Rape for profit must be stopped.
This poster stopped me in my tracks. I honestly didn’t know that slavery still existed in our world. I was a student of history. I knew slavery of the past from my books. I didn’t know there was a reality beyond the pages of my books, much less a reality of slavery more pervasive than just about all of human history ever before. I had no idea that there are more slaves in our world today than were extracted from Africa during the four hundred years of the transatlantic slave trade combined.
So much of me wanted to purge these words—slavery, rape for profit— out of my memory. I didn’t want to face this new-to-me reality, but at the same time I found myself drawn forward.
There was a representative from the Salvation Army who was hosting the table next to the poster. On the table was a simple mailing list. All I had to do was put down my e-mail address and I would be sent information about modern-day slavery.
One simple step. Seemed simple enough. Even innocuous. Definitely not heroic.
It certainly wasn’t leading a rescue operation with the police. It was putting my name on a mailing list.
And yet that one simple step has literally shifted the direction of my life over these past ten years since. Little did I realize that small action would teach me a profound, lifelong lesson about never underestimating the power of the simple steps of faith and obedience we take each day.
Each choice we make, every day, has the power to sustain and move us closer to hearing and seeing and knowing God, or to draw us farther away. God’s grace is abundant over any and all missteps, but it is still so important to recognize that sometimes our pursuit of the “big” steps can distract us from the crucial small steps that will most effectively form us and draw us with deeper and longer effectiveness into the very mission we seek to serve.
For me, the simple step of giving my e-mail address meant that from that day forward I received information in my inbox—news stories from all over the world, waking me up to the reality of violent injustice in the form of human trafficking. I had to choose whether to take the next small step of actually opening these e-mails. Sometimes I did; sometimes I was too overwhelmed or distracted and didn’t.
But in God’s abundant grace, with each e-mail I did open, with each moment that I chose to put the crippling reality of modern-day slavery in front of my eyes, my mind and heart broke open a bit more.
At first, as I learned more, I found myself barely able to even read the stories, much less able to move myself to action. The statistics alone—the reality that there are 27 million people in slavery in our world today, and that nearly two million children are exploited in the commercial sex industry— are enough to leave any of us feeling paralyzed.5 And paralysis is exactly what happened to me when I first began to engage this issue. I feared growing too close to these issues. I feared letting my heart get too invested. I feared that getting involved would make my life messier than it already was. Plus, I was in seminary. Ironically, sometimes I questioned whether I really had time for this “interruption.”
My paralysis was not submission, and it certainly did nothing to sustain this fledgling justice passion I had encountered in myself. With each news article that I read I found myself opening myself more to my fear of the darkness of trafficking rather than my fear of the God of justice.

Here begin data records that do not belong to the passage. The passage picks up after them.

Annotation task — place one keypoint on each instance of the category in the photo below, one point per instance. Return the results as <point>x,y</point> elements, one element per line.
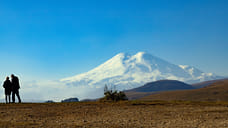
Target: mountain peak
<point>129,71</point>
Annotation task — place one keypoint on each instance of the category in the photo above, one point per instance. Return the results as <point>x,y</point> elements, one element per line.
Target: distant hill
<point>217,91</point>
<point>157,86</point>
<point>127,71</point>
<point>206,83</point>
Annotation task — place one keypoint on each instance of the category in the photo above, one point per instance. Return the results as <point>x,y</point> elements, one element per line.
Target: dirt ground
<point>115,115</point>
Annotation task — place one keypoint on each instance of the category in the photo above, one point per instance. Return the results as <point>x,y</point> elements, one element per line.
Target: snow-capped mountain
<point>129,71</point>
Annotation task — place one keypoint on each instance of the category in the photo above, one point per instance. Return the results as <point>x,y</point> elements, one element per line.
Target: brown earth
<point>217,91</point>
<point>133,114</point>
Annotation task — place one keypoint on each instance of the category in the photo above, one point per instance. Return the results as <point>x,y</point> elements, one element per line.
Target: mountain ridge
<point>127,71</point>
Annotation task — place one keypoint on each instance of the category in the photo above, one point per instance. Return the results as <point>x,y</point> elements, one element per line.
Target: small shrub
<point>113,95</point>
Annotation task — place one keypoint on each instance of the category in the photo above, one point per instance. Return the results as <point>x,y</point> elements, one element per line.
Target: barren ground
<point>116,115</point>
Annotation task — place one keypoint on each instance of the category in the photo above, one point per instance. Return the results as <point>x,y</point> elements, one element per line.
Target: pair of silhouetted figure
<point>12,86</point>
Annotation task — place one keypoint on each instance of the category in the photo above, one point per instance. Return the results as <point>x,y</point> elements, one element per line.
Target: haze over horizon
<point>50,40</point>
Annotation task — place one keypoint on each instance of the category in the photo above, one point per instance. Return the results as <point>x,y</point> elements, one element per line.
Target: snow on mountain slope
<point>130,71</point>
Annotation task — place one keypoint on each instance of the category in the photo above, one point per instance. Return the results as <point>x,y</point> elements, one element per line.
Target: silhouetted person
<point>8,88</point>
<point>15,88</point>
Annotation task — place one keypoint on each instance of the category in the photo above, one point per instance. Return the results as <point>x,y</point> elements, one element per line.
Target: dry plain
<point>130,114</point>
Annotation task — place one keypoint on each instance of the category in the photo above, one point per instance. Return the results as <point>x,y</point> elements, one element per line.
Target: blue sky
<point>53,39</point>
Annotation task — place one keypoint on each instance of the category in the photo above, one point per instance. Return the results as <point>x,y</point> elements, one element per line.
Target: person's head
<point>12,75</point>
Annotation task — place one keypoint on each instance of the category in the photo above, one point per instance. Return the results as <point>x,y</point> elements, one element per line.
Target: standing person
<point>8,88</point>
<point>15,88</point>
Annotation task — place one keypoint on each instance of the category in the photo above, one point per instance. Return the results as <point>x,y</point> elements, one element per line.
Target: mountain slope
<point>217,91</point>
<point>126,72</point>
<point>162,85</point>
<point>154,87</point>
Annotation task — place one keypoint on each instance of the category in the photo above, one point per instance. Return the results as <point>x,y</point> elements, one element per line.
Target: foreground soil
<point>135,114</point>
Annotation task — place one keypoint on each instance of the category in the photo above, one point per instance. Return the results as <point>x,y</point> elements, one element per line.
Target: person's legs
<point>6,98</point>
<point>13,96</point>
<point>9,97</point>
<point>18,96</point>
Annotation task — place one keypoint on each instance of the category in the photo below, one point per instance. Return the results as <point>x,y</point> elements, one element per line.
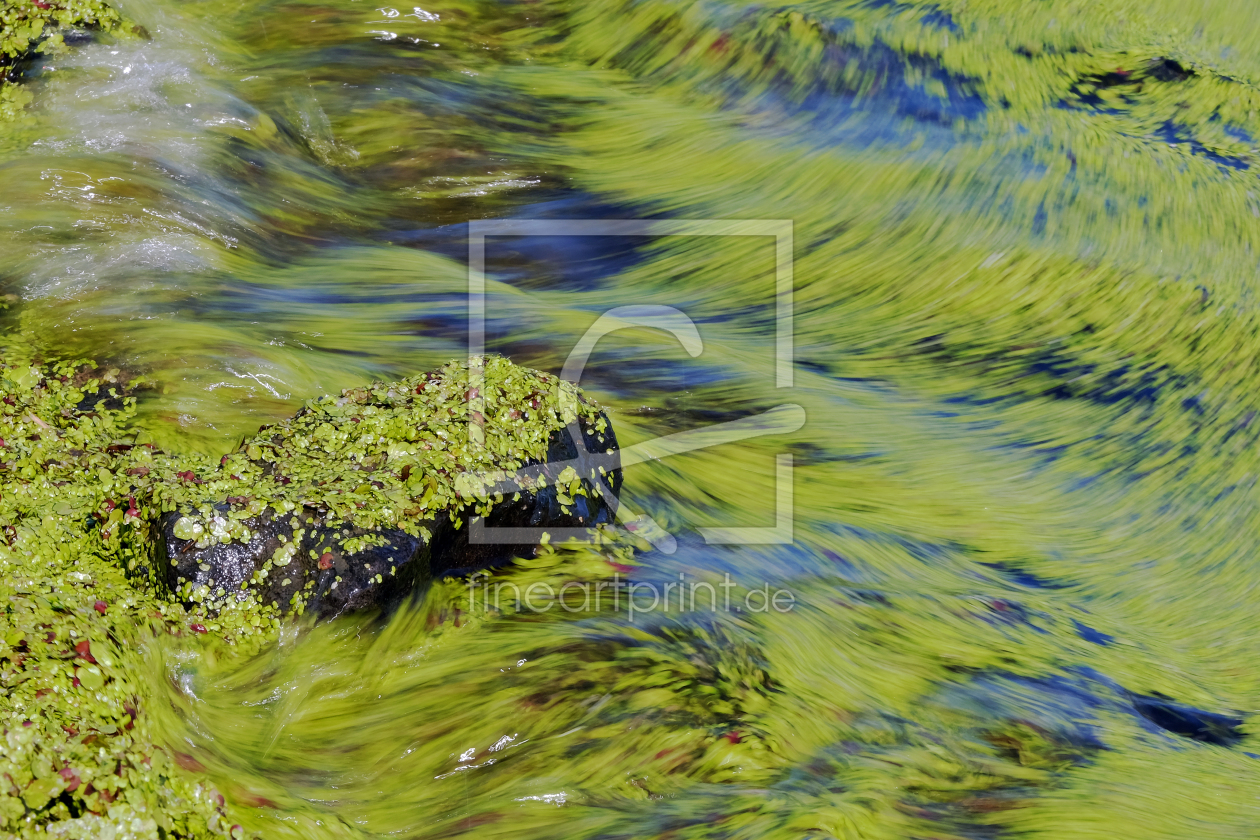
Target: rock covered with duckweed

But again, by the grace of God, I began to realize that I was missing roots. I couldn’t just absorb all of this new information and expect to persevere. I needed a biblical framework of hope to undergird and root me in the God who already knows, who already sees, who is already at work.
As much as I needed to open the stories and choose to put them in my daily reality, I also needed to continue to open the Word of God and pursue God in prayer, and rest in God’s presence, all the while taking these risks of learning and discerning what to do about everything I was encountering.